United is not the only US legacy carrier searching for business and revenue between the proverbial sofa cushions. In July, Fort Worth-based American Airlines announced a “strategic partnership” with JetBlue Airways, headquartered in New York, under which they propose to operate codeshare flights and offer reciprocal frequent flier benefits.
The agreement focuses on flights in the northeast USA, particularly from Boston and New York.
The codeshares bring 60 new American routes into JetBlue’s network and 130 JetBlue routes into American’s operation, and allow customers to book those flights via either airline.
Alaska Airlines also said earlier this year that it planned to join American’s Oneworld alliance as a full member by mid-2021, allowing American to connect flights through the Seattle-based carrier’s West Coast network.
“Even if the airlines are not directly offering [point-to-point routes], they are indirectly going that way in trying to use other airlines’ metal,” Trent says.
But uncertainties about the trends of the coronavirus and its broader impact on the passenger air travel industry remain.
Potential guests still face a patchwork of ever-changing travel restrictions, both abroad and within the USA. Numerous regions have re-imposed quarantine requirements as case counts rise, and the longest peaceful border in the world, between Canada and the USA, remains closed for non-essential travel.
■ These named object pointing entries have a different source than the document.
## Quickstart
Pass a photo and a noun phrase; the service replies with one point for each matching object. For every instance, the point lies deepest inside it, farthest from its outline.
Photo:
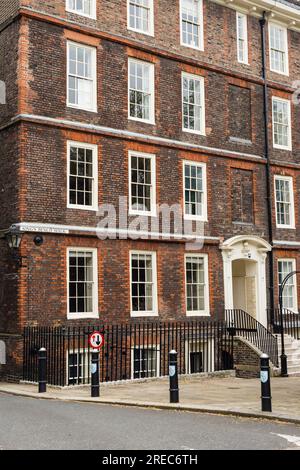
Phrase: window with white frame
(142, 183)
(141, 91)
(78, 367)
(145, 362)
(82, 283)
(278, 47)
(242, 37)
(143, 283)
(140, 16)
(82, 7)
(82, 87)
(82, 176)
(191, 20)
(284, 199)
(193, 104)
(195, 198)
(289, 297)
(199, 356)
(281, 115)
(197, 290)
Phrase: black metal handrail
(244, 325)
(290, 322)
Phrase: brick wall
(8, 71)
(44, 285)
(7, 9)
(219, 32)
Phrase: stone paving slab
(218, 395)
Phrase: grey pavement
(228, 395)
(33, 424)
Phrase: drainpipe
(268, 166)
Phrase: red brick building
(161, 102)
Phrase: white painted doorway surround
(253, 249)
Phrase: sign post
(266, 399)
(173, 374)
(96, 341)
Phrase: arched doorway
(244, 261)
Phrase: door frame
(247, 248)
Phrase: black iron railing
(290, 322)
(246, 326)
(131, 351)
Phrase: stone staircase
(292, 350)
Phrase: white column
(227, 271)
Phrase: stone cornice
(277, 10)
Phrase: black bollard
(266, 399)
(173, 373)
(42, 368)
(95, 376)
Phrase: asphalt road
(33, 424)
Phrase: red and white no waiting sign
(96, 340)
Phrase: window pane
(142, 282)
(195, 284)
(81, 282)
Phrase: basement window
(145, 362)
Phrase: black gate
(131, 351)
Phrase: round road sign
(96, 340)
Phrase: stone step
(294, 369)
(293, 363)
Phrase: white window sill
(191, 131)
(199, 48)
(198, 314)
(282, 147)
(145, 121)
(74, 106)
(143, 314)
(140, 31)
(78, 316)
(92, 17)
(133, 213)
(195, 218)
(279, 72)
(82, 208)
(289, 227)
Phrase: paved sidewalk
(216, 395)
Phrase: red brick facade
(36, 124)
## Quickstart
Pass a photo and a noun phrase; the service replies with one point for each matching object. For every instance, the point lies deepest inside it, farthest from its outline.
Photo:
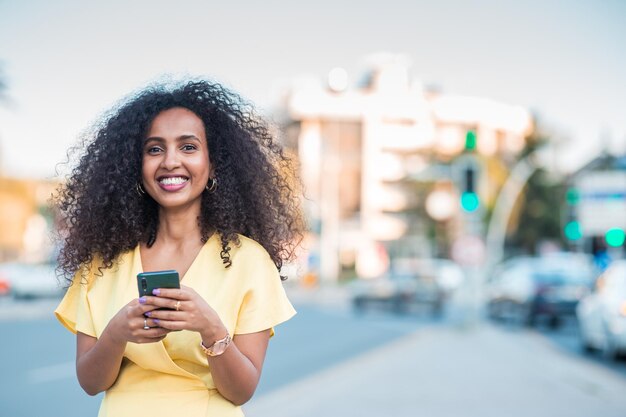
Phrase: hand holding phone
(148, 281)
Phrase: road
(38, 377)
(322, 343)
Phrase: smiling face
(175, 163)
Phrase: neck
(179, 226)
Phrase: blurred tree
(539, 210)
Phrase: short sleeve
(265, 303)
(74, 311)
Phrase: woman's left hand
(189, 311)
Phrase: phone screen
(148, 281)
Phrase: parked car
(602, 314)
(528, 288)
(410, 286)
(29, 281)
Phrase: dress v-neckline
(193, 262)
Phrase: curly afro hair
(103, 214)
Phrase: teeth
(173, 181)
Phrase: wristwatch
(218, 347)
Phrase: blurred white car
(29, 281)
(412, 283)
(602, 314)
(526, 288)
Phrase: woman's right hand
(128, 325)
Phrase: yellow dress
(172, 377)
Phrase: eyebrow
(178, 139)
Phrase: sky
(66, 62)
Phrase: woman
(185, 179)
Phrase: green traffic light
(573, 231)
(470, 140)
(615, 237)
(470, 201)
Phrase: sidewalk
(441, 372)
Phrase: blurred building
(381, 163)
(25, 219)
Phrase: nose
(170, 160)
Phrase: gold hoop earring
(139, 189)
(211, 185)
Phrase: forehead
(177, 120)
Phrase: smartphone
(148, 281)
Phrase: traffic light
(470, 140)
(469, 198)
(615, 237)
(573, 231)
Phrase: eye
(188, 147)
(153, 150)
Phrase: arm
(98, 361)
(237, 371)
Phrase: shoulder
(249, 247)
(251, 258)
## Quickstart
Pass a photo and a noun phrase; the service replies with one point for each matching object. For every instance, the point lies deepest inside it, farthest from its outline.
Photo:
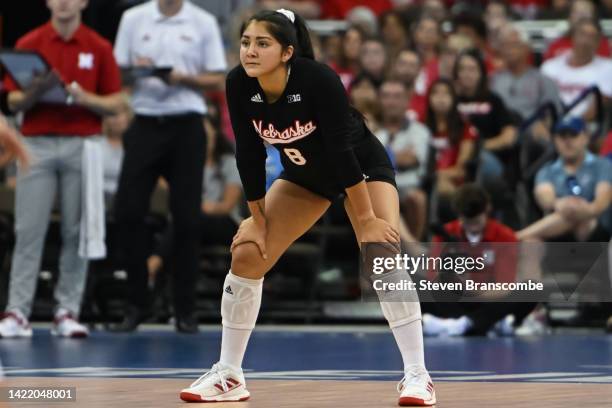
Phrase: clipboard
(129, 75)
(22, 66)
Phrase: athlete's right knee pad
(240, 301)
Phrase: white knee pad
(240, 301)
(399, 307)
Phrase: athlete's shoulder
(236, 74)
(314, 69)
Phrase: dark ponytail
(285, 32)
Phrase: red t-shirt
(87, 59)
(417, 107)
(346, 74)
(606, 147)
(560, 45)
(500, 261)
(447, 153)
(338, 9)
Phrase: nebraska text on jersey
(291, 134)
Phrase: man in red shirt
(55, 135)
(473, 233)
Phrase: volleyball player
(280, 95)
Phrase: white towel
(93, 227)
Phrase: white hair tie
(287, 13)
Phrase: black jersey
(311, 124)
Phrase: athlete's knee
(399, 307)
(418, 196)
(241, 301)
(247, 261)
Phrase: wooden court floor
(120, 393)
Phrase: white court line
(513, 376)
(601, 379)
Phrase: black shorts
(375, 165)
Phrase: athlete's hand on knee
(251, 231)
(379, 230)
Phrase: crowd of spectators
(452, 89)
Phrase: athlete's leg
(242, 288)
(404, 317)
(290, 211)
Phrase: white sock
(239, 309)
(409, 338)
(233, 347)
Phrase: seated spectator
(113, 128)
(557, 10)
(220, 215)
(415, 9)
(521, 86)
(451, 48)
(452, 138)
(581, 68)
(527, 9)
(406, 68)
(407, 143)
(309, 9)
(373, 59)
(489, 115)
(427, 38)
(364, 18)
(338, 9)
(574, 191)
(579, 10)
(497, 15)
(474, 226)
(605, 9)
(606, 147)
(473, 26)
(363, 93)
(347, 63)
(395, 32)
(524, 89)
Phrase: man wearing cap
(574, 191)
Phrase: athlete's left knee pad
(400, 307)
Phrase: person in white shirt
(580, 68)
(407, 143)
(166, 138)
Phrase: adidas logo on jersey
(294, 98)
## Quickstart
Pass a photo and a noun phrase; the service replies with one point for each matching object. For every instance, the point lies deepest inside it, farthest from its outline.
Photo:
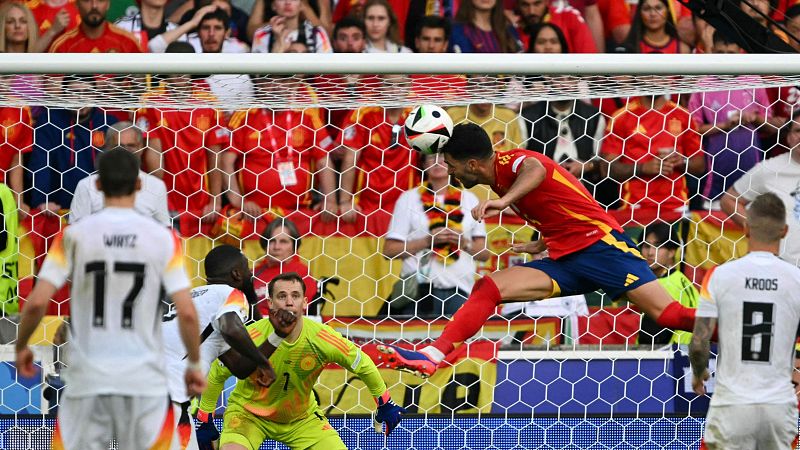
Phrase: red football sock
(469, 319)
(677, 317)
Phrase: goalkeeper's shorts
(134, 421)
(246, 429)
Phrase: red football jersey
(563, 211)
(387, 166)
(16, 136)
(185, 135)
(113, 40)
(639, 134)
(278, 153)
(45, 15)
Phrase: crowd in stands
(275, 176)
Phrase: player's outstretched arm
(189, 327)
(699, 351)
(35, 309)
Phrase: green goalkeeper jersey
(297, 367)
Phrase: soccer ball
(428, 128)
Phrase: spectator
(276, 155)
(568, 19)
(280, 242)
(433, 36)
(151, 199)
(481, 27)
(569, 132)
(654, 29)
(729, 122)
(60, 15)
(66, 143)
(237, 19)
(212, 37)
(383, 35)
(660, 246)
(148, 23)
(357, 8)
(378, 163)
(616, 15)
(433, 232)
(318, 12)
(287, 26)
(16, 139)
(95, 34)
(189, 142)
(651, 145)
(779, 175)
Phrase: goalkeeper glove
(206, 431)
(389, 413)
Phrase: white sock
(433, 353)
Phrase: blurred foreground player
(118, 261)
(223, 307)
(586, 248)
(287, 411)
(756, 300)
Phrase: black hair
(350, 22)
(218, 14)
(180, 47)
(287, 225)
(288, 276)
(118, 171)
(469, 141)
(536, 29)
(666, 235)
(721, 38)
(434, 22)
(220, 261)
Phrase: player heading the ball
(587, 249)
(118, 261)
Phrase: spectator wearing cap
(280, 243)
(95, 34)
(151, 199)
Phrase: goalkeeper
(287, 412)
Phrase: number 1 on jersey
(98, 269)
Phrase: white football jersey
(211, 302)
(757, 301)
(118, 260)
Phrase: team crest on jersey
(308, 362)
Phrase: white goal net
(308, 170)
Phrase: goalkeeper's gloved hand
(206, 431)
(389, 413)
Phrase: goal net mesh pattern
(582, 371)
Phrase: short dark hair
(350, 22)
(218, 14)
(220, 261)
(766, 218)
(721, 38)
(287, 225)
(666, 235)
(288, 276)
(434, 22)
(118, 171)
(180, 47)
(536, 29)
(469, 141)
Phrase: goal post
(583, 371)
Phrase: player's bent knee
(524, 284)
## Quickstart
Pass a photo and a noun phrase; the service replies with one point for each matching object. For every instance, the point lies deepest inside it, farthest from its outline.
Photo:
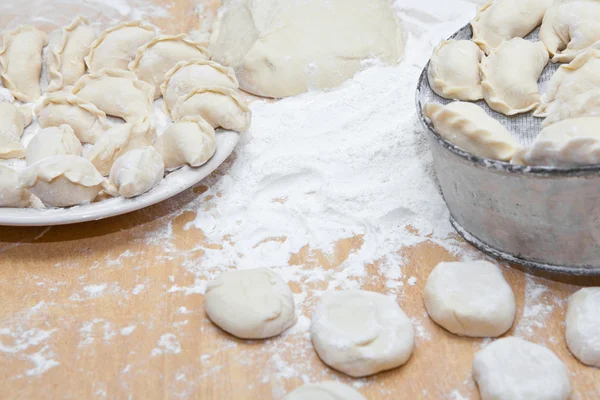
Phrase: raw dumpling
(189, 75)
(63, 181)
(66, 51)
(569, 143)
(52, 141)
(119, 140)
(501, 20)
(21, 62)
(469, 127)
(220, 107)
(454, 70)
(116, 47)
(570, 27)
(190, 141)
(509, 76)
(117, 93)
(137, 171)
(157, 57)
(571, 89)
(59, 108)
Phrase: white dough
(569, 143)
(250, 304)
(469, 127)
(470, 299)
(281, 48)
(510, 74)
(327, 390)
(583, 326)
(52, 141)
(454, 70)
(137, 171)
(515, 369)
(361, 333)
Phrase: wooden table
(106, 310)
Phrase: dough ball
(281, 48)
(583, 326)
(361, 333)
(250, 304)
(470, 299)
(327, 390)
(515, 369)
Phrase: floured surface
(332, 190)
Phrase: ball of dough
(282, 48)
(327, 390)
(470, 299)
(515, 369)
(583, 326)
(250, 304)
(361, 333)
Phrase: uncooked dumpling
(116, 47)
(63, 181)
(569, 143)
(189, 75)
(469, 127)
(21, 62)
(59, 108)
(66, 51)
(281, 48)
(220, 107)
(154, 59)
(361, 333)
(189, 141)
(137, 171)
(118, 93)
(454, 70)
(571, 27)
(510, 74)
(501, 20)
(119, 140)
(52, 141)
(515, 369)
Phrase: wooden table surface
(108, 310)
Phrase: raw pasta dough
(66, 51)
(454, 70)
(21, 62)
(220, 107)
(569, 143)
(281, 48)
(470, 299)
(117, 93)
(190, 141)
(515, 369)
(361, 333)
(583, 326)
(157, 57)
(510, 75)
(250, 304)
(469, 127)
(117, 46)
(571, 27)
(501, 20)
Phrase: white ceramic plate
(173, 184)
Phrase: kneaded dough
(250, 304)
(327, 390)
(470, 299)
(515, 369)
(583, 326)
(281, 48)
(361, 333)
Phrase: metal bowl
(543, 218)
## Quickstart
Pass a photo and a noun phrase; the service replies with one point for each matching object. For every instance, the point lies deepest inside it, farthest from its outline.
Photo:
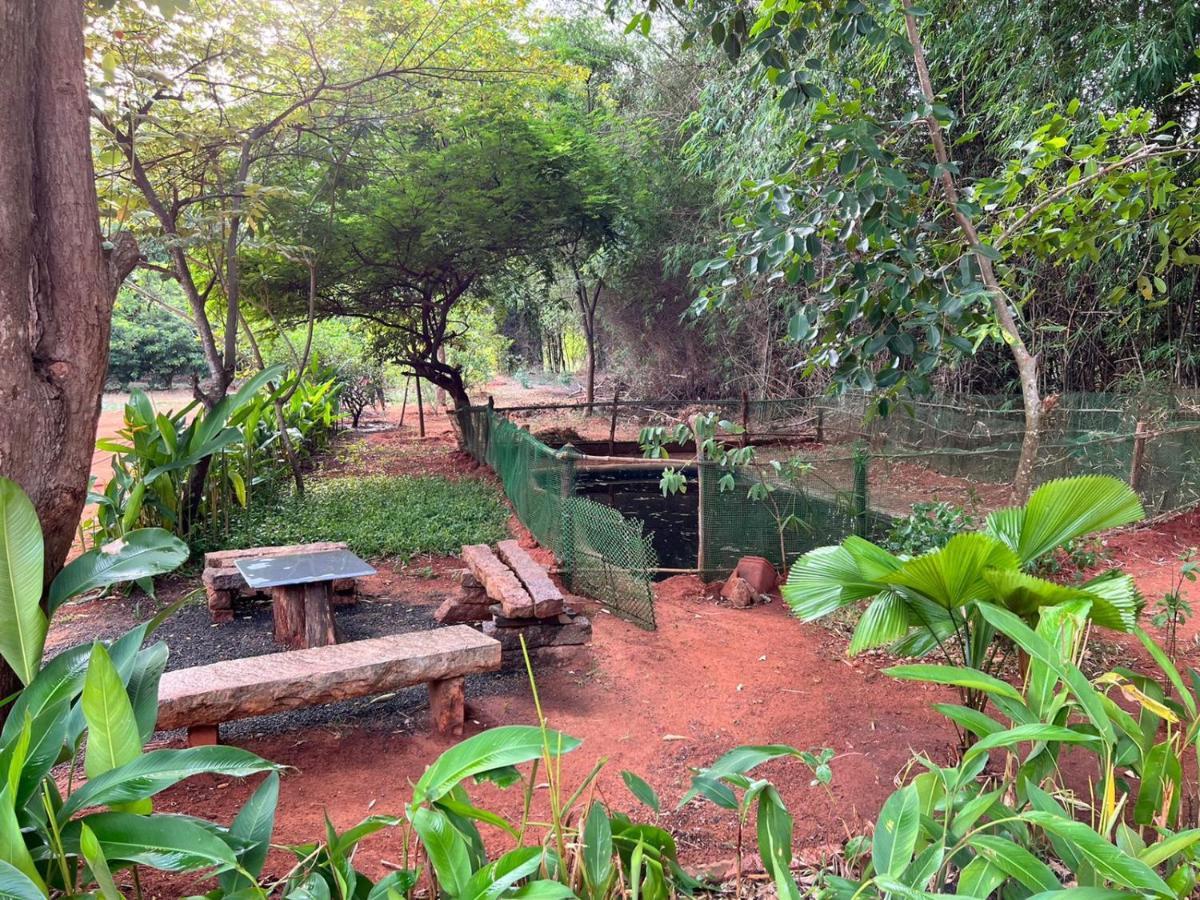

Vacation spots like Mexico and Florida are mostly open, but public health officials worldwide continue to encourage people to stay home in order to mitigate the spread of the virus. Popular attractions like amusement parks either remain shuttered or have closed again in the wake of a third infection wave. Sports and cultural events have been curtailed or cancelled entirely. This makes planning a trip even more difficult as long as the pandemic rages on.
“The lights at the end of the tunnel may be getting more numerous, but also more distant,” writes Mike Boyd, president of Boyd Group International. “We have an airline industry that simply has not yet adjusted to the economic damage done.”
With airlines currently possessing about 30% more aircraft than they actually need, they are in “survival mode”, he adds.
By the end of the second quarter next year, he says the air transport system will be “very different and a lot smaller than was projected just nine months ago”.
But strategies like adding direct routes and bringing modern, more-efficient aircraft – including the newly-re-certificated Boeing 737 Max – back into fleets, will help increase efficiency as the entire industry gets used to a more challenging money-making environment.
Airline industry observers agree that the availability of an effective and safe vaccine will be the kick-start the industry needs to build back. With several vaccines now on the way, immunisation is set to begin as early as the end of this year.
Even so, it will likely take the more-lucrative corporate travel segment another six to twelve months to return. Companies will need to re-think their travel policies, reconsider risks to employees, and reallocate budget.
“It could be the second half of next year until international long-haul and business travel start to spool up again in any meaningful way,” CItigroup’s Trent says.
And any 2021 year-on-year comparisons will look like progress. Capacity and demand in the coming months will surely be above those in the early part of 2020, but that’s where the positive news ends.
“Going from 300 feet underwater to 100 feet underwater is a nice metric – but you’re still underwater,” Boyd says.